Au fil des années, la Cour de cassation a construit, me semble-t-il, une institution équilibrée. J’aurai l’occasion de revenir sur ce point lorsque nous en viendrons à l’examen des amendements déposés par l’opposition, qui tendent justement à modifier l’équilibre de l’institution que j’ai évoquée. Actuellement, lorsqu’un salarié veut quitter son entreprise, il peut le faire de manière formalisée ou non. S’il opte pour la démission, dès lors que des éléments antérieurs ou contemporains de la rupture donnent à cette démission un caractère équivoque, elle peut être requalifiée – c’est le domaine de la prise d’acte.
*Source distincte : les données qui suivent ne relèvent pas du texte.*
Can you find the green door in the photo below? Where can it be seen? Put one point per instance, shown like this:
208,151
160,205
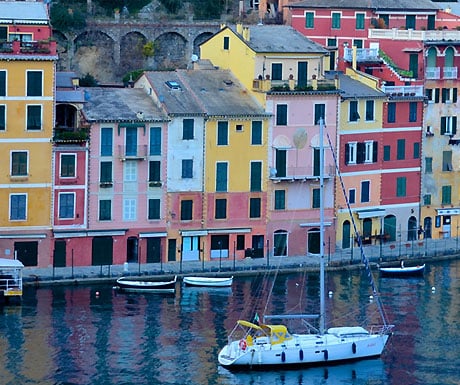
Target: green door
59,254
413,65
102,251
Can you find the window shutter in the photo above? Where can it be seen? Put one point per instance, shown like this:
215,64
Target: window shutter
436,95
374,151
360,152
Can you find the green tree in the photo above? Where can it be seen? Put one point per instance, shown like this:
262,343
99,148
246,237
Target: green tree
65,17
208,9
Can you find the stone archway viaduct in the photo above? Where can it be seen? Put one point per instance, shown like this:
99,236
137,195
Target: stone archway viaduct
107,50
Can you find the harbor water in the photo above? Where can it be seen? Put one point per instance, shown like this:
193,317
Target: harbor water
93,334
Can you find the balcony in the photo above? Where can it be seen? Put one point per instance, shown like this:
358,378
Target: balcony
132,152
362,54
410,34
291,85
301,174
433,73
449,72
403,90
70,135
43,47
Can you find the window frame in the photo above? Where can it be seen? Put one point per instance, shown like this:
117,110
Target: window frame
32,112
222,133
309,20
67,169
106,141
186,210
282,114
2,117
255,210
365,191
34,87
220,209
19,168
153,209
188,128
66,210
129,209
279,200
187,169
105,213
21,210
336,20
256,132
Parfois, la prise d’acte n’est pas du tout équivoque : je pense aux cas où le salarié indique par écrit à son employeur que son départ est dû à la faute de celui-ci, du fait qu’il n’a pas été payé, qu’il a été harcelé, ou encore que son contrat de travail a été unilatéralement modifié.

Dans de tels cas de « ruptures du troisième type » – pour reprendre une expression du conseiller Martinel –, le juge va ramener cette rupture à l’un des deux grands cas connus en droit du travail, à savoir le licenciement et la démission, la faisant ainsi rentrer dans le rang. Ceci fait, elle produira soit les effets d’une démission, soit ceux d’un licenciement. Il s’agit là d’une application spécifique au droit du travail de l’article 1184 du code civil qui prévoit d’une manière générale, en matière de contrats, la condition résolutoire et le siège de l’action en résiliation devant le juge. Il convient de préciser que la jurisprudence admet que la résiliation soit en quelque sorte prononcée de manière unilatérale, dès lors que les circonstances le justifient : c’est le cas en matière de droit civil et de droit commercial, mais aussi en matière de droit social, notamment sous cette déclinaison que constitue la notion de prise d’acte de la rupture, où l’on distingue, de façon classique, l’initiative de la rupture de son imputabilité.